Ada juga gelar Bumi yang mengurus kasus kriminal dan kasus yang menimpa kerabat kerajaan

Menurut Ayang, "Bumi" merujuk pada pejabat bergelar mangkubumi. Dalam struktur politik di Kesultanan Banten, pejabat hukum, selain kadi, dipegang oleh mangkubumi.

Mangkubumi ada dua: dalam dan luar. Mangkubumi dalam mengurus kasus-kasus terkait keluarga kerajaan yang tinggal di dalam kawasan keraton. Sementara mangkubumi luar mendampingi kasus hukum bagi keluarga kerajaan yang ada di luar tembok keraton.

“Bumi selalu dikaitkan dengan pengadilan untuk keluarga kerajaan. Di kasus itu pelakunya abdi ngabehi, pembesar kerajaan. Maka dia diadili bumi walaupun kasusnya masih dicatat Kiyahi Peqih Najamuddin,” kata Ayang yang tengah menempuh pendidikan posdoktoral di Institut de Recherche-religions, spiritualités, Cultures, Sociétés (RSCS), Université Catholique de Louvain (UCLouvain), Belgia.

Sanksi denda paling sering ditemukan dalam menindak terpidana. Hukuman lain yang sering dipakai adalah kerja sosial.

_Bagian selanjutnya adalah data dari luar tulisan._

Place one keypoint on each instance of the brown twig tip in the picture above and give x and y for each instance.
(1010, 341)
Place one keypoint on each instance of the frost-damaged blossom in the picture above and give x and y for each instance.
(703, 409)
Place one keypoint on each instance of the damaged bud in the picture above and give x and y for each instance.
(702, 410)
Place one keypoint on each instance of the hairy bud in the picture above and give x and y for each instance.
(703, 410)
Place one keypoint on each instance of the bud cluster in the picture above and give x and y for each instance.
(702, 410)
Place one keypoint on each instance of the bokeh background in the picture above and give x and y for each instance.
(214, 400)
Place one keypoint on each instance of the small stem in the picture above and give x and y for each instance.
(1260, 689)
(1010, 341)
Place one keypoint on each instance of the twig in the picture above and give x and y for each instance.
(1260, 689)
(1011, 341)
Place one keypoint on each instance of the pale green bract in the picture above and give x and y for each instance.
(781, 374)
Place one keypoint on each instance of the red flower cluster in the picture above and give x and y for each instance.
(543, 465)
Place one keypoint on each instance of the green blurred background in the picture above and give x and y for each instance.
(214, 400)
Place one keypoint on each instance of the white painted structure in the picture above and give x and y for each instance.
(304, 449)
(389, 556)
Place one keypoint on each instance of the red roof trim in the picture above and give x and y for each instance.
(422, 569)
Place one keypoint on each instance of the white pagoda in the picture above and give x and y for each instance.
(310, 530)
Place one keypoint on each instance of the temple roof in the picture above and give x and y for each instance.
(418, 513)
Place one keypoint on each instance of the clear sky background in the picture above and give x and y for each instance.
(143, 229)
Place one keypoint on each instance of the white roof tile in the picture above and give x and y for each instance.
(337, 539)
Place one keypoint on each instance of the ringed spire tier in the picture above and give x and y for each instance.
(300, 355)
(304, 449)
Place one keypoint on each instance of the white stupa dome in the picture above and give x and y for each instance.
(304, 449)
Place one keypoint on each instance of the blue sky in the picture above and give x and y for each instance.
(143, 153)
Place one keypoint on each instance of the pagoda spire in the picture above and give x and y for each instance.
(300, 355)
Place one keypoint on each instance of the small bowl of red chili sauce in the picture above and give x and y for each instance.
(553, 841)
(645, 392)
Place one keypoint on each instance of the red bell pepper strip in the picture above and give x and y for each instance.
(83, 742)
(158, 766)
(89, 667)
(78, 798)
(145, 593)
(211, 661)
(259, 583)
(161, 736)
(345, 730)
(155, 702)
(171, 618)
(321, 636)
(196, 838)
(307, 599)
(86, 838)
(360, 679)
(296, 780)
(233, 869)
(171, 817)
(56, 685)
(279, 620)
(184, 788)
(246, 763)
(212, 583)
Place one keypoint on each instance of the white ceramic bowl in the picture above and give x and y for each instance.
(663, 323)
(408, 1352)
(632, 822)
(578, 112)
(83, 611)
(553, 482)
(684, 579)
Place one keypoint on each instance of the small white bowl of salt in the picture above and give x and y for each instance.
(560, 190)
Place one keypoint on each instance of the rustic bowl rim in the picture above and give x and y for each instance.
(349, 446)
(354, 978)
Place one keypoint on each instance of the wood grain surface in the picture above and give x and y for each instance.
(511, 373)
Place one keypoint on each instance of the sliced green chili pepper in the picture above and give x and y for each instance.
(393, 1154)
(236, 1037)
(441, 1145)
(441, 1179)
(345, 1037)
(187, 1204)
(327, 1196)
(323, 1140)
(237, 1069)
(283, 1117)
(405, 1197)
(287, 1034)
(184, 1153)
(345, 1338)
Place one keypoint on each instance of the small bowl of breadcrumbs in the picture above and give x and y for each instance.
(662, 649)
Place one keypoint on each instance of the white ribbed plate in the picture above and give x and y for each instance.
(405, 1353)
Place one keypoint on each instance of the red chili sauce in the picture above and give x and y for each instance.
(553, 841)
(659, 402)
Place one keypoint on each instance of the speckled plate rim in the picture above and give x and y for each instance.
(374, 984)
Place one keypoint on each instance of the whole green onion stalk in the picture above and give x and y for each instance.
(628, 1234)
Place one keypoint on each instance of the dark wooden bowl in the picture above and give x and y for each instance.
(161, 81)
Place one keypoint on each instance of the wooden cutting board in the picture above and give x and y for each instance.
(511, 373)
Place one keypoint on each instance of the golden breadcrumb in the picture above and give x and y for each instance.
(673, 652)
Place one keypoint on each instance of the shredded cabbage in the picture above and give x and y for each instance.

“Paling banyak kerja sosial mengambil batu karang satu sampai 20-an perahu. Ambilnya harus masuk ke laut. Batu karang ini untuk membangun kota, istana dan lain-lain. Ini yang paling lazim,” kata Ayang.

Sepanjang data yang ada, selama tiga abad Kesultanan Banten berdiri hanya sekali hukuman kejam: potong tangan bagi pencuri perhiasan permaisuri Sultan Ageng Tirtayasa. “Ini berdasarkan laporan utusan diplomatik asing yang ke Banten. Hati-hati tapi mencerna laporan ini, karena pencuri menyentuh milik permaisuri sultan. Ini umum dilakukan penguasa saat itu. Ini hukum sultan. Semau-maunya dia saja,” kata Ayang.

Di antara tindak pidana itu, kata Ayang, terdapat kasus penyekapan dan pemerkosaan perempuan. Siku, abdi Ngabehi Jaya Suraga, mengurung seorang perempuan. “Bumi” menjatuhkan hukuman denda 30 reyal kepada Siku pada Senin, 5 Muharam, tahun Wawu 1193 H.

"Bumi" juga menjatuhkan hukuman denda 30 reyal kepada Ki Ngarif asal daerah Terate, pada Selasa 10 Jumadilawal, tahun Wawu 1193 H, karena memperkosa seorang perempuan. Denda ini boleh dibayar utang.

 

Kasus-kasus yang tercatat

Berdasarkan catatan yang ada, pada 1192 H (1778 M) hanya berhasil ditemukan pencatatan kasus selama tiga bulan: Syawal, Zulkakdah, dan Zulhijjah. Masing-masing 26 kasus, 55 kasus, dan 47 kasus.

“Itu tercatat tiap hari senin sampai minggu. Saya membayangkan Kiyahi Peqih Najamuddin itu kaya ustad, kiayi dan ulama sekarang bekerja tiap hari tidak bisa tidak menerima orang yang datang,” kata Ayang. 

Sementara pada 1193 H (1779 M) terkumpul catatan selama 12 bulan. Dari Muharram sampai Zulhijjah sebanyak 565 kasus. Rata-rata 40-an kasus perbulan. Kasus juga dicatat setiap hari Minggu hingga Sabtu. Kasus terbanyak terjadi pada hari Sabtu.

“Ini mungkin menarik diteliti kenapa catatan terbanyak terjadi pada hari Sabtu,” lanjut Ayang.

Pada 1194 H (1780 M) yang diperoleh adalah catatan selama 5 bulan, yaitu Muharram, Safar, Rabiul Awwal, Rabiul Akhir, Jumadil Awal, dan Jumadil Tsani. Totalnya ada sebanyak 871 kasus yang bertanggal dan bertahun.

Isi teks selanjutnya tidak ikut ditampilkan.